The Art of the Iron Giant
Finally, the film of a boy and his robot gets its own ‘art of’ book. We find out if this retrospective exercise was worth the wait
Seventeen years after its theatrical release, the film of a boy and his giant alien robot finally gets its own ‘art of’ book. Was it worth the wait?
Released back in 1999, The Iron GIant didn’t exactly break box office records. But 17 years on, there’s still huge love for it. That’s partly because it was one of the last animated films of the hand-drawn era, and partly because it built on Ted Hughes’ short story so beautifully. So it’s high time it got the art book treatment.
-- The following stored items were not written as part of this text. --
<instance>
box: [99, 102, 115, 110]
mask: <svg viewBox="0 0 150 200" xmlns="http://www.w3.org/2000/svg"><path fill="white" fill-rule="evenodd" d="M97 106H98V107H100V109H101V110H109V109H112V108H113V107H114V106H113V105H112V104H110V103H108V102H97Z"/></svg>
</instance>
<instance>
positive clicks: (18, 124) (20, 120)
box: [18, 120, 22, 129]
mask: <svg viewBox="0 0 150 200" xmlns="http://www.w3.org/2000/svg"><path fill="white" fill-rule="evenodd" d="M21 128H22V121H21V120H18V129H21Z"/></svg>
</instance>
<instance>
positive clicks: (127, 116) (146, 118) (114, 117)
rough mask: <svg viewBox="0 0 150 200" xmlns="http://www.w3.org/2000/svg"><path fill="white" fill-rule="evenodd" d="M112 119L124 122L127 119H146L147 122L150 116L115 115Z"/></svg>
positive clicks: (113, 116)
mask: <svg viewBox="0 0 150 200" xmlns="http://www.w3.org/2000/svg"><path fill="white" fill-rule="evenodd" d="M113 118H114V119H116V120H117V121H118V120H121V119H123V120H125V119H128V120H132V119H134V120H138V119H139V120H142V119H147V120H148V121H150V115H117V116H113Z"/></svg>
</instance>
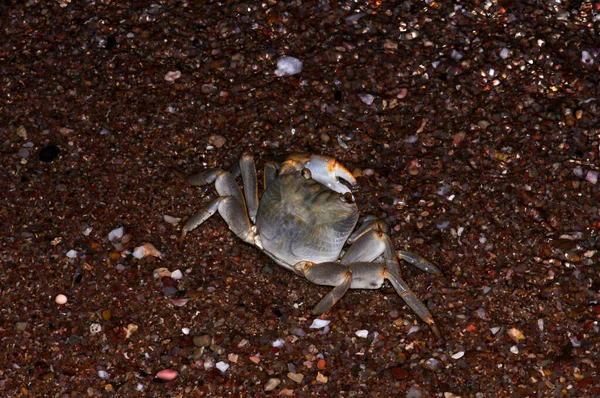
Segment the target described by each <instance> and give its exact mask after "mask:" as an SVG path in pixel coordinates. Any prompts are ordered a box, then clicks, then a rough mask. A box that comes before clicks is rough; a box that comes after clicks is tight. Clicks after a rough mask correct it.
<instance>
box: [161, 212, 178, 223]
mask: <svg viewBox="0 0 600 398" xmlns="http://www.w3.org/2000/svg"><path fill="white" fill-rule="evenodd" d="M163 219H164V220H165V221H166V222H168V223H169V224H173V225H175V224H177V223H179V221H181V218H180V217H173V216H170V215H168V214H165V215H163Z"/></svg>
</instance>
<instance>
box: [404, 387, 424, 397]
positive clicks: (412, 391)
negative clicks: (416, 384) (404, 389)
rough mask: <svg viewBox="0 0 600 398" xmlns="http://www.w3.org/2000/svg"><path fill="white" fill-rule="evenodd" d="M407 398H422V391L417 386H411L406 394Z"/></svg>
mask: <svg viewBox="0 0 600 398" xmlns="http://www.w3.org/2000/svg"><path fill="white" fill-rule="evenodd" d="M406 398H421V390H419V388H418V387H417V386H415V385H413V386H411V387H410V390H408V393H406Z"/></svg>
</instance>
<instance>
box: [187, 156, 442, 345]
mask: <svg viewBox="0 0 600 398" xmlns="http://www.w3.org/2000/svg"><path fill="white" fill-rule="evenodd" d="M240 174H241V178H242V186H243V191H242V189H241V188H240V186H239V185H238V183H237V182H236V180H235V179H236V177H238V176H239V175H240ZM187 181H188V182H189V183H190V184H192V185H194V186H199V187H200V186H205V185H209V184H212V183H214V184H215V188H216V190H217V193H218V194H219V196H218V197H217V198H215V199H213V200H211V201H210V202H208V203H207V204H206V205H205V206H204V207H203V208H202V209H201V210H200V211H199V212H197V213H196V214H195V215H194V216H192V217H191V218H190V219H189V220H188V221H187V223H186V224H185V225H184V227H183V229H182V237H184V236H185V235H186V234H187V233H189V232H190V231H192V230H194V229H195V228H197V227H198V226H200V225H201V224H202V223H203V222H205V221H206V220H207V219H208V218H210V217H211V216H212V215H214V214H215V213H216V212H218V213H219V214H220V215H221V217H222V218H223V219H224V220H225V222H226V223H227V225H228V226H229V228H230V229H231V231H233V233H234V234H235V235H237V236H238V237H239V238H240V239H242V240H243V241H244V242H246V243H249V244H250V245H252V246H255V247H257V248H258V249H260V250H262V251H263V252H264V253H265V254H266V255H267V256H269V257H270V258H271V259H273V261H275V262H276V263H277V264H279V265H280V266H282V267H283V268H285V269H287V270H289V271H291V272H293V273H295V274H297V275H300V276H302V277H304V278H306V279H307V280H309V281H310V282H313V283H315V284H317V285H323V286H332V287H333V289H332V290H331V291H330V292H329V293H327V294H326V295H325V296H324V297H323V298H322V299H321V301H319V303H318V304H317V305H316V306H315V307H314V309H313V311H312V312H313V314H314V315H320V314H322V313H324V312H325V311H327V310H329V309H330V308H331V307H333V306H334V305H335V303H336V302H338V301H339V300H340V299H341V298H342V297H343V296H344V294H345V293H346V292H347V291H348V289H379V288H381V287H382V286H383V283H384V281H385V280H386V279H387V280H388V281H389V282H390V283H391V285H392V286H393V287H394V289H395V290H396V292H397V293H398V295H399V296H400V297H401V298H402V299H404V301H405V303H406V304H407V305H408V306H409V307H410V308H412V310H413V311H414V312H415V313H416V314H417V315H418V316H419V317H420V318H421V319H422V320H423V321H424V322H425V323H427V324H428V325H429V326H430V327H431V330H432V331H433V332H434V334H435V335H436V336H437V337H438V338H441V334H440V331H439V329H438V327H437V326H436V324H435V322H434V320H433V317H432V315H431V313H430V312H429V310H428V309H427V307H426V306H425V305H424V304H423V302H422V301H421V300H419V298H417V296H416V295H415V293H414V292H413V291H412V290H411V289H410V288H409V287H408V285H407V284H406V283H405V282H404V281H403V280H402V278H401V277H400V267H399V261H398V259H399V258H400V259H403V260H404V261H407V262H408V263H410V264H412V265H414V266H416V267H418V268H419V269H421V270H423V271H426V272H430V273H433V274H438V273H439V272H440V271H439V269H438V268H437V267H435V266H434V265H433V264H431V263H430V262H429V261H427V260H425V259H424V258H423V257H421V256H419V255H417V254H413V253H410V252H406V251H400V250H394V247H393V245H392V241H391V238H390V237H389V235H388V226H387V224H386V223H385V222H384V221H383V220H381V219H377V218H375V217H373V216H366V217H364V218H362V222H361V223H360V226H359V227H358V228H356V225H357V223H358V221H359V212H358V207H357V205H356V203H355V202H354V197H353V195H352V191H351V190H350V188H349V186H348V185H350V186H352V187H354V186H355V185H356V179H355V178H354V176H353V175H352V173H350V172H349V171H348V170H347V169H346V168H345V167H344V166H343V165H341V164H340V163H339V162H338V161H337V160H336V159H334V158H332V157H328V156H323V155H315V154H293V155H290V156H288V157H287V158H286V159H285V161H284V162H282V163H274V162H270V163H267V164H266V165H265V169H264V192H263V195H262V197H261V198H260V200H259V198H258V181H257V176H256V168H255V165H254V158H253V156H252V155H251V154H244V155H243V156H242V157H241V158H240V160H239V162H238V163H237V164H236V165H234V166H233V167H232V168H231V170H229V171H224V170H222V169H219V168H213V169H208V170H205V171H203V172H201V173H198V174H195V175H193V176H191V177H189V178H188V179H187Z"/></svg>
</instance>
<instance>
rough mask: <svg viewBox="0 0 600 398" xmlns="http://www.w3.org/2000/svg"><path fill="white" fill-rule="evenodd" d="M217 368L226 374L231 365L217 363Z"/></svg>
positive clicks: (216, 365)
mask: <svg viewBox="0 0 600 398" xmlns="http://www.w3.org/2000/svg"><path fill="white" fill-rule="evenodd" d="M215 366H216V367H217V369H219V370H220V371H221V372H223V373H225V372H226V371H227V369H229V364H228V363H227V362H223V361H219V362H217V364H216V365H215Z"/></svg>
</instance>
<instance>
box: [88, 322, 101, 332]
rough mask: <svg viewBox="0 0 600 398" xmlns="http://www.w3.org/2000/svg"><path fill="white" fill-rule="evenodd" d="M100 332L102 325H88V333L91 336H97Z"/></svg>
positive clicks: (98, 323) (92, 324)
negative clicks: (88, 326)
mask: <svg viewBox="0 0 600 398" xmlns="http://www.w3.org/2000/svg"><path fill="white" fill-rule="evenodd" d="M101 331H102V325H100V324H99V323H92V324H91V325H90V333H91V334H98V333H100V332H101Z"/></svg>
This gorgeous 148-page, largeformat hardback begins with a foreword by director Brad Bird, who explains how the making of the film involved a long period of creative exploration involving “a wonderful variety of visual approaches.” This was then followed by a “hurried rush of artwork generated to quickly nail down a producible look.” A wide range of incredible art was created in both periods, and this book brings together the best of both approaches.
Author Ramin Zahed keeps the text – which includes new interviews with Bird and other key members of the film’s creative team – short and to the point. This provides ample room for fascinating preparatory sketches and evocative concept art by the likes of Victor Haboush and Dominique Louis. We also get to see detailed backgrounds and storyboards, as well as alternative images and plotlines ultimately rejected by the film-makers.
In all, this smorgasbord of an art book offers a fascinating insight into the creative process behind handdrawn animation, and one of its best recent showcases.
The Iron Giant hides in a workshop, while contemplating a metal snack, in Victor Haboush’s concept art.